Что самое главное в человеке? Правильно! Чувство юмора. Недаром ученые доказали, что человек, который часто смеется, живет дольше, лучше и вообще. Вот почему мы такие живучие, потому что смеемся постоянно, шутим налево и направо. У нас с экономикой может быть сикось – накось. Криминалитет у нас какой-то, не такой, как у всех. А вот с юмором всё в порядке. Проблем нет.
Ну, наш коллектив возьмем для примера. С утра уже ржем, как жеребцы. То анекдот траванут, то Иван Иванович пройдет. Нет, в Иван Иваныче ничего смешного нет и ходит он нормально. Но смеяться-то над кем-то надо. Вот мы и смеемся над Иван Иванычем. Он остановится, взглянет на нас, видим, что что-то хочет сказать, а потом вздохнет, махнет рукой и уйдет. Мы ухохатываемся.
Не подумайте только, что смех – это хиханьки да хаханьки. Каких трудов стоит поддерживать в коллективе постоянное юмористическое настроение! Для этого надо научиться всех передразнивать, в смысле копировать, и всем дать прозвища. Вот того же Иван Иваныча только как не называли. Большинством своим это неприличные слова, чтобы подольше смеяться, поэтому я их приводить не буду.
Отпад, конечно, если кто-то упадет. А если еще и с переломом, смеху не оберешься. Как-то коллега принес на работу древнерусскую летопись, прочитал нам, как какого-то князя Василька на пол повалили, положили ему на грудь доску и давай ему ножичком глазки выковыривать. Мы попадали, ржали, как бешеные. В автобусе рассказал одному мужику про это. Он, дурак, ничего не понял, даже не улыбнулся.

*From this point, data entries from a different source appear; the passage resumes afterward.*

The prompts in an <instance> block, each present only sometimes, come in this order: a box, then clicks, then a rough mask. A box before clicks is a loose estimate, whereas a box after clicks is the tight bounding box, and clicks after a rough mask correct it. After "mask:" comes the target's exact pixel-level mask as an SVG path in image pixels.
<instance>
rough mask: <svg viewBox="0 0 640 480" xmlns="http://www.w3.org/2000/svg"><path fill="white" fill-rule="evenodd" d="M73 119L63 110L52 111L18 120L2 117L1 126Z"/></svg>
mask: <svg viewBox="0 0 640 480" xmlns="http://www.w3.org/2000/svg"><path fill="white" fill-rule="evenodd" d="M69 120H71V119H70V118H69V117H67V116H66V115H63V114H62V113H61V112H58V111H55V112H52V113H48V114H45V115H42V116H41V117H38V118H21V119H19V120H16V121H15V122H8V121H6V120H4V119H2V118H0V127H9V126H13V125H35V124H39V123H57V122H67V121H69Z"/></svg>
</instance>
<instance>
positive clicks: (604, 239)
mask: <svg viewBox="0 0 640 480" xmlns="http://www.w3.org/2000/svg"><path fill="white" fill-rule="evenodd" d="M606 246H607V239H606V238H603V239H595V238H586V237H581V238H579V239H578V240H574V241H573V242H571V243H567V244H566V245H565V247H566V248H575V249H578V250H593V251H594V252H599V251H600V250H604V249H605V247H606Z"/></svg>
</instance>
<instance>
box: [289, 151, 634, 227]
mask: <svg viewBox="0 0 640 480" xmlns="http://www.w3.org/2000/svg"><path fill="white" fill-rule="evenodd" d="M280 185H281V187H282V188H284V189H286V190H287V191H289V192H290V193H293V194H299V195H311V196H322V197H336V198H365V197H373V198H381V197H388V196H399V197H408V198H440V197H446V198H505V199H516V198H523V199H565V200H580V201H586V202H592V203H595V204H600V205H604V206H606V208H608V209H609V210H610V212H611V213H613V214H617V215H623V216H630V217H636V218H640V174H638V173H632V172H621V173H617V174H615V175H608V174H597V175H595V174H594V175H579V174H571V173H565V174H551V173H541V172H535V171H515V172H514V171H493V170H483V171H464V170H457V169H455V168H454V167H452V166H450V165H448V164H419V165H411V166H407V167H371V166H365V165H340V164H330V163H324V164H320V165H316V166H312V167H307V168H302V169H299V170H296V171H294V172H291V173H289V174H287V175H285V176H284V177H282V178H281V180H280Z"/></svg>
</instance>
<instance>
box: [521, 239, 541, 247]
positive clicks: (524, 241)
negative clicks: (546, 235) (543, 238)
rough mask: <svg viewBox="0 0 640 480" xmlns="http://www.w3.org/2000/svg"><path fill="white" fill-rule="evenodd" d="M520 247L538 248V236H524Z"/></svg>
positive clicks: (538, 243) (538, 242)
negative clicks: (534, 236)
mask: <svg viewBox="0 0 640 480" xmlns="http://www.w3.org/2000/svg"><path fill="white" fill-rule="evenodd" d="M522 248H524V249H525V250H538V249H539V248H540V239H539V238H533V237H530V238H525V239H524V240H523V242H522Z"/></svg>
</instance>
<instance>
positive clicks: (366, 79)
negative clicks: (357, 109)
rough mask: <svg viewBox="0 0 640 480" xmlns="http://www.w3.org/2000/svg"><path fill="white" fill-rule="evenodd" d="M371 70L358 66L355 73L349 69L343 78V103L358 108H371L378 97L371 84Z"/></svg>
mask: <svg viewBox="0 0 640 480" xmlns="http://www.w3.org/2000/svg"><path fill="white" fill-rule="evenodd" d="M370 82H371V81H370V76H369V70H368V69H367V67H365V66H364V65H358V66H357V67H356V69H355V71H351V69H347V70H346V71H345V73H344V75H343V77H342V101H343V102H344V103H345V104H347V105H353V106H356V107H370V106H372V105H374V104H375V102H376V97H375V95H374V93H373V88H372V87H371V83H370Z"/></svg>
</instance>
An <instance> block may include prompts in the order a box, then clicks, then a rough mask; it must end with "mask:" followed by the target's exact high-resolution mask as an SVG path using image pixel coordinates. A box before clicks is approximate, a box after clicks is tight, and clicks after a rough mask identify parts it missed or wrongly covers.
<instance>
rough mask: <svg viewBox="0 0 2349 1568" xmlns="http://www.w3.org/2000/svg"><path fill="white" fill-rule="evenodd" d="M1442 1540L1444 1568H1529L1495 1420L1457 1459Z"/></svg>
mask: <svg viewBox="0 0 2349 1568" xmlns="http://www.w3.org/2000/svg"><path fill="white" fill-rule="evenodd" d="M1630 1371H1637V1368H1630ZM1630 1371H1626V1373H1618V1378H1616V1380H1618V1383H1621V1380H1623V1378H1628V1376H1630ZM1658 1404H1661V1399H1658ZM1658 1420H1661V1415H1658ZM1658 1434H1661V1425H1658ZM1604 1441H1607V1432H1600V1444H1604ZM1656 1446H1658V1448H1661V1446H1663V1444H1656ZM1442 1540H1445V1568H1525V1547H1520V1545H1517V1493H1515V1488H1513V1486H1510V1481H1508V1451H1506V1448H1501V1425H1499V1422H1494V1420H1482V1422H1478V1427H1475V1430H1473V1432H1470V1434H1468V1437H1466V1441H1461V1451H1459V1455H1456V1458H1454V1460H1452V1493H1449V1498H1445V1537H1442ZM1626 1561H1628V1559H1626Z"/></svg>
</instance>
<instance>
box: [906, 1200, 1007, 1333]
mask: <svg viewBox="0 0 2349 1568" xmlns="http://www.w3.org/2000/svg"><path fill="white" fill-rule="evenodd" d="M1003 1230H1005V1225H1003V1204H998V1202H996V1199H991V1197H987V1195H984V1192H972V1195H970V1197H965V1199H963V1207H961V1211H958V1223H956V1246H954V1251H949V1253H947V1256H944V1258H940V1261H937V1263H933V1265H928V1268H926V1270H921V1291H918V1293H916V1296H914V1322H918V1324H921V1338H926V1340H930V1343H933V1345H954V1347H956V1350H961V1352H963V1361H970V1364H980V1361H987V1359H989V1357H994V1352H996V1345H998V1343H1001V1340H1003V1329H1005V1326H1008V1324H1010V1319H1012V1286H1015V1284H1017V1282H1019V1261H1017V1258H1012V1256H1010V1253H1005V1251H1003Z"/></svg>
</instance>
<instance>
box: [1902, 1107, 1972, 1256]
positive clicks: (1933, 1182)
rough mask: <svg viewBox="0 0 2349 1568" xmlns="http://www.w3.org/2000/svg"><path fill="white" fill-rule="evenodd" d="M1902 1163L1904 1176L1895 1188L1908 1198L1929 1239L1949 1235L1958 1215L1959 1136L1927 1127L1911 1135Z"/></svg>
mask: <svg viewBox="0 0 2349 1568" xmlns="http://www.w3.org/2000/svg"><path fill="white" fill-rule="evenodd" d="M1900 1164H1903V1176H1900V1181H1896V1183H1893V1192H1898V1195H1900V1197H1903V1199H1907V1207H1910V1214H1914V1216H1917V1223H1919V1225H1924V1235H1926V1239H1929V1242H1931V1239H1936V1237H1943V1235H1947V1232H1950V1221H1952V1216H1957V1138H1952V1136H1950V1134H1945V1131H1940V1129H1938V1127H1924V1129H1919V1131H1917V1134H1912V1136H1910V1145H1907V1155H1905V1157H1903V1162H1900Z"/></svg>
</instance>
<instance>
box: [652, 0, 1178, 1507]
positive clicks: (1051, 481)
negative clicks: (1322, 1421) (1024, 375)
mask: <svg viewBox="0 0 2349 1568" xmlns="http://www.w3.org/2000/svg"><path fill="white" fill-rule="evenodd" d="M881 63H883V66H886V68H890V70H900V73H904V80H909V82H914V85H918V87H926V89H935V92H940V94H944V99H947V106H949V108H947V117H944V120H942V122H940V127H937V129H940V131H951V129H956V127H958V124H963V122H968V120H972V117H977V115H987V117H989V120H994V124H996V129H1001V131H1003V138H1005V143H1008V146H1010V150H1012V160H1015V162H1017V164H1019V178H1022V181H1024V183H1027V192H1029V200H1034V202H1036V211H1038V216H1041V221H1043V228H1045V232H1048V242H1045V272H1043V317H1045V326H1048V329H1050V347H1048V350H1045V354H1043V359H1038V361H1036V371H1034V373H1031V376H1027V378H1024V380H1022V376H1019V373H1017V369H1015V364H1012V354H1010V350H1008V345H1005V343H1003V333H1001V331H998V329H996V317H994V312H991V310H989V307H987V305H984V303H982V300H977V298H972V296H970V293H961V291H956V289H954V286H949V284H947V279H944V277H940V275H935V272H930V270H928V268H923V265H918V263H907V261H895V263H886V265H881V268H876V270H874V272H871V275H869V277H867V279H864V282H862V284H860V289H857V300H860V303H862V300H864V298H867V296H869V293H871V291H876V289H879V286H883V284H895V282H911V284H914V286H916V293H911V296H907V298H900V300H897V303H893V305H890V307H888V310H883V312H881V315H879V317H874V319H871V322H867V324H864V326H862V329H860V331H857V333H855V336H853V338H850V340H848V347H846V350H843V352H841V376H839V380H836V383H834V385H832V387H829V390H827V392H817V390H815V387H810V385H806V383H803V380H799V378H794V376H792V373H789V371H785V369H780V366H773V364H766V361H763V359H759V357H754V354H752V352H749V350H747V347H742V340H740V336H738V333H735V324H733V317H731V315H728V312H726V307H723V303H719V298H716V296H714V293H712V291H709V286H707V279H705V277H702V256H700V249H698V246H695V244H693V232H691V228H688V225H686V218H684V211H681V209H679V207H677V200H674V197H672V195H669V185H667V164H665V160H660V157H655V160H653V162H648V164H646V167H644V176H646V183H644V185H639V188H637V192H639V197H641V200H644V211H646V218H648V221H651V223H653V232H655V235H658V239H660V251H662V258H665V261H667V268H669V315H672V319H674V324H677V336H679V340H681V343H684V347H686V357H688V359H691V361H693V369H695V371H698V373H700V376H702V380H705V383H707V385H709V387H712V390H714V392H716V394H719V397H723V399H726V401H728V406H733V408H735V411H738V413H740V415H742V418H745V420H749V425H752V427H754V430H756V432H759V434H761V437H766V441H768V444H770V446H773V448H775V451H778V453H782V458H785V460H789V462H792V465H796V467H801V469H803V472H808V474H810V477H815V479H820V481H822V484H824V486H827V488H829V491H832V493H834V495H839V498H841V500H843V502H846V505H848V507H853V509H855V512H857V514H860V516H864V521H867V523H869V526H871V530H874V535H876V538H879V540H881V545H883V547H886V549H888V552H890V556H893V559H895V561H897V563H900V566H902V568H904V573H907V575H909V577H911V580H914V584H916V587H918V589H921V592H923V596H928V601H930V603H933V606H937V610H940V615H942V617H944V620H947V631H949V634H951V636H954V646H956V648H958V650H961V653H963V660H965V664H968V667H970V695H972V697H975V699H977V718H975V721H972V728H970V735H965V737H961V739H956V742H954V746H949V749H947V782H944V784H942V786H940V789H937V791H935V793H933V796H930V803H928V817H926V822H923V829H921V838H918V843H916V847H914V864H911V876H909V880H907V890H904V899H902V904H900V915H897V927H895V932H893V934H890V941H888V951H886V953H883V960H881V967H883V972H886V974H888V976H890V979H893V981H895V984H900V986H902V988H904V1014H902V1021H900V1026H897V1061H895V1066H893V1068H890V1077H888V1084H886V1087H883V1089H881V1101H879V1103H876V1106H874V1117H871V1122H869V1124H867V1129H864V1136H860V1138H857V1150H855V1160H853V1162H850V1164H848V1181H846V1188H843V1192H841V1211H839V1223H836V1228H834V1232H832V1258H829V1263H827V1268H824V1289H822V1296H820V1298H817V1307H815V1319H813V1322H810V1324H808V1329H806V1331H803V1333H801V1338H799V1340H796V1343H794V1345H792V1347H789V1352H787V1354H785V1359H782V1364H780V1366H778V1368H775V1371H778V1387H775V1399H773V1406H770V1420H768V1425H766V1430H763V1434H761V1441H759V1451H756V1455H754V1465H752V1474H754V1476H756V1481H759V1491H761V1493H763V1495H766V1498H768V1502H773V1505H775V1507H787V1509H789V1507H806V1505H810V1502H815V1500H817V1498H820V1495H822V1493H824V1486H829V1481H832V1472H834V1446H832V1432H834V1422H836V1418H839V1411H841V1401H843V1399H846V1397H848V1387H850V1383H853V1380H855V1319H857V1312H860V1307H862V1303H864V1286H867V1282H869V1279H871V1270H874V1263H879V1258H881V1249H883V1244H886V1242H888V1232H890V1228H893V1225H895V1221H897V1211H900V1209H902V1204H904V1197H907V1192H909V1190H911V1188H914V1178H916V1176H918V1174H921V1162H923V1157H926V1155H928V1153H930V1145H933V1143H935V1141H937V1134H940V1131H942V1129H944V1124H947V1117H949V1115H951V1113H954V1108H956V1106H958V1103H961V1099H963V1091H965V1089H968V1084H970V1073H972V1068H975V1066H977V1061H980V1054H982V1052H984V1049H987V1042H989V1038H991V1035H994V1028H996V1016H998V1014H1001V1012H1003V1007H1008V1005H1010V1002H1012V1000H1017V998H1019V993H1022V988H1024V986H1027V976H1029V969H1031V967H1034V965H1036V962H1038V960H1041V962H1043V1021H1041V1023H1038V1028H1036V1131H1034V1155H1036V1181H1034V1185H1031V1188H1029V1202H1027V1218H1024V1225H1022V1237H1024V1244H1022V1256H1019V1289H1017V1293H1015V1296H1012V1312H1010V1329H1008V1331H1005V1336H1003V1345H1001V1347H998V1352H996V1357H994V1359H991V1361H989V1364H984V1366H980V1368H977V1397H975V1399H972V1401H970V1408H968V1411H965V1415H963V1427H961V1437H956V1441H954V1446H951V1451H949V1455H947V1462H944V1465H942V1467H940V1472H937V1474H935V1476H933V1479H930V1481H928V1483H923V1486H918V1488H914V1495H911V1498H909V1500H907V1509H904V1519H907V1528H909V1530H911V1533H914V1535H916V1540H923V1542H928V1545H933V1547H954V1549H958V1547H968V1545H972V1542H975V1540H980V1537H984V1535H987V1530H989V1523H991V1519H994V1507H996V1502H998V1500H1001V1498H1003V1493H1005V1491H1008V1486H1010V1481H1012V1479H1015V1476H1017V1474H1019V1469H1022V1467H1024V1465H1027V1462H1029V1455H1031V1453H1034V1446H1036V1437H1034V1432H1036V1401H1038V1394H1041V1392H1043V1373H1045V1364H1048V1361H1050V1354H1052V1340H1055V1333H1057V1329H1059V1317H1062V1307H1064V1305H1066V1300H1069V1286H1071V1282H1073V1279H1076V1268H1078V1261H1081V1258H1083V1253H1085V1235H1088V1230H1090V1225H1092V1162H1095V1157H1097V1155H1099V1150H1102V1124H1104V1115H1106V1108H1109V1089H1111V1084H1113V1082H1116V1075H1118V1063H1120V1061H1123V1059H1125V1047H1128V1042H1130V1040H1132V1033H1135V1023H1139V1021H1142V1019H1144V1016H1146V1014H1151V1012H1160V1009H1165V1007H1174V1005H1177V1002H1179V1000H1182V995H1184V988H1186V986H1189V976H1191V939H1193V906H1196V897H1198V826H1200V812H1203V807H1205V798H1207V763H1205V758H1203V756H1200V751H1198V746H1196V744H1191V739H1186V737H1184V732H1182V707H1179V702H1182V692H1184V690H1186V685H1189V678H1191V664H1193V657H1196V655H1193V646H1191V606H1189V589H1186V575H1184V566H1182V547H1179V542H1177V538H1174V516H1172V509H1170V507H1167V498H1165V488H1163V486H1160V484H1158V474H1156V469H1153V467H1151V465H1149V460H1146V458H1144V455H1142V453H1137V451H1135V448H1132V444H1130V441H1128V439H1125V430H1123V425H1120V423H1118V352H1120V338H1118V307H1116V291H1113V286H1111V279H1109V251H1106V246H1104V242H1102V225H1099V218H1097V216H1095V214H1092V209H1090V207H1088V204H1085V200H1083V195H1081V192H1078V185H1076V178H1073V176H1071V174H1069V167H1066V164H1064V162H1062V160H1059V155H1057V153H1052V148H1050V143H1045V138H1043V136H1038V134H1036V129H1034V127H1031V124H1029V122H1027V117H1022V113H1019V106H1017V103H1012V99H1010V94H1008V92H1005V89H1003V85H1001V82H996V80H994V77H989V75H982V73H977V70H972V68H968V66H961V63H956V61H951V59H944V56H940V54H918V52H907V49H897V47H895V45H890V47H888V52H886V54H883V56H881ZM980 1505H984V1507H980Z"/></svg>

Шуточки друг над другом устраиваем. То в суп кому-нибудь наплюем, пока он за солью ходит, то ведро с краской на голову наденем, то сверху на голову кирпичик так пиииють… Один Иван Иваныч шуток не понимает. Ну, не всем дано. Он все один и один. Неинтересный такой тип. Неколлективный. Белая, так сказать, корова. Это шутка! Оценили? А какую шутку я на той неделе откаблучил! Подкрадываюсь сзади тихонечко так… ап-ап-ап! Ну, конечно, к Иван Иванычу. Все-то видят меня. А он нет. спиной ко мне стоит потому что. Все улыбаются, а я рожи разные корчу, чуть челюсть не вывихнул и нос не свихнул. Хохот. Только Иван Иваныч ничего не понимает. Я приподнимаюсь на цыпочках и, сделав зверское лицо, замахиваюсь доской. Ну, представляете, что творится! Только один Иван Иваныч ни гу-гу. И хрясть его со всего размаху по башке. Доска эта БАМ! И напополам! А Иван Иваныч так шмяк на пол. Без звука. Ну, все упали! По полу катаются. Я тоже, хотя знаю правило хорошего юмора: тот, кто шутит, не должен сам смеяться для большего смеху. В общем, и сам катаюсь со всеми и ржу, как этот… Ну, а как узнали, что Иван Иваныч того, совсем загнулся, сами представляете, что творилось. Умирали, натурально, от смеху. Когда меня в наручниках увозили, я думал стены рухнут. Милиционеры – у них дело с этим-то не очень – ничего не понимают, спрашивают меня:
- Чего это они?
- Да так, - говорю, - ничего, товарищ генералиссимус! А у вас спина белая. Вот они и смеются.
Ну, и сам, натурально, заржал, как конь. У меня-то с чувством юмора всё в порядке.